Dans la suite de ce reportage c’est accentué par une nouvelle équivoque avec des produits de synthèse : Victoire N'Sondé présente des produits de grande consommation (à savoir du sucre blanc vanillé en sachet Monoprix, des yaourts au lait bio à la vanille de Lait deux Vaches, des crèmes dessert à la vanille et une préparation de crème anglaise en poudre Alsa) et les confrontent aux deux invités.
Pourquoi inviter des spécialistes de la vanille pour les mettre face à des produits industriels au gout vanillé ? Comment continuer à comparer, face à des individus consacrant leur vie à la promotion des épices, des produits de synthèse. Ce serait comme comparer du café soluble à un café de spécialité ou bien un fromage pasteurisé industriel avec un fromage artisanal affiné.

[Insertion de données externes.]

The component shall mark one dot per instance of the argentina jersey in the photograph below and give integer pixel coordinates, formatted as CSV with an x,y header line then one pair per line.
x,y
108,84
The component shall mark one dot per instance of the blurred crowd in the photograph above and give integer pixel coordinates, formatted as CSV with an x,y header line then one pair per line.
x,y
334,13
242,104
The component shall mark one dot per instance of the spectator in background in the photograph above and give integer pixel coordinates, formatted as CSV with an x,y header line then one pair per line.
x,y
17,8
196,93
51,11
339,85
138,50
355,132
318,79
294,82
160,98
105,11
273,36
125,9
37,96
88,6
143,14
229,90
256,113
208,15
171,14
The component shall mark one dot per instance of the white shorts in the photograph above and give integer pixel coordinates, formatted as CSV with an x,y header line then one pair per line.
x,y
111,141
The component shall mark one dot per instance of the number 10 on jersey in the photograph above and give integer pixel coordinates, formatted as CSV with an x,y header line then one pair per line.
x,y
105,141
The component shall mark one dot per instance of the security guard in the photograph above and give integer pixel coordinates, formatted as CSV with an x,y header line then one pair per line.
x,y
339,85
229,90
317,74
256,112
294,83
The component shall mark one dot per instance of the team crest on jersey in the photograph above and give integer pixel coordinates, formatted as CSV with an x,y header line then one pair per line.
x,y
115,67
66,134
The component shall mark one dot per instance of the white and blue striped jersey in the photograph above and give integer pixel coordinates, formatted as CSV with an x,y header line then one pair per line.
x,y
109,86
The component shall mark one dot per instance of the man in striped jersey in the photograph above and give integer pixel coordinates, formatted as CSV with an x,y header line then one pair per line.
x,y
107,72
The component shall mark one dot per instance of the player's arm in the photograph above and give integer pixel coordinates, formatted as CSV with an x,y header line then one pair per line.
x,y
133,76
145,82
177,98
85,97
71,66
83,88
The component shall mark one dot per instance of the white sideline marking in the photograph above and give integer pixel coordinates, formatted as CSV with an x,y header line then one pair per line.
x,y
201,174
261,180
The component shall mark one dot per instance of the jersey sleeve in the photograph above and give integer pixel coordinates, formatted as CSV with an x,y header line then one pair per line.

II. Pour une compréhension globale du processus de conception de la plante à l’assiette
Face à cette nécessité d’une “éducation aux vanilles” et ce flou commun, essayons de clarifier un peu les choses et de s'harmoniser. Il me semble qu’il faudrait que nous nous accordions avec les terminologies pour faciliter la compréhension du grand-public. Peut-être faudrait-il travailler sur un lexique plus clair, j'aperçois tellement de confusion ! Avec “transformation” par exemple, peu y lisent le travail post-cueillette des gousses de vanille verte, mais plutôt une transformation de la vanille en poudre ou en extrait. Qu’en est-il également du terme producteur ? Qui est producteur ? Sommes-nous producteurs de vanille quand nous préparons et affinons ? Achetons-nous à des producteurs la vanille verte ? Le terme de vanille sèche, également, ne renvoie pas à un produit gourmet mais à un aspect péjoratif de vanille sèche, cassante. Les professionnels parlent alors de vanille rouge quand elles sont « trop » sèches, à ne pas confondre avec l’huile rouge des vanilles fendues… S’harmoniser pour se comprendre.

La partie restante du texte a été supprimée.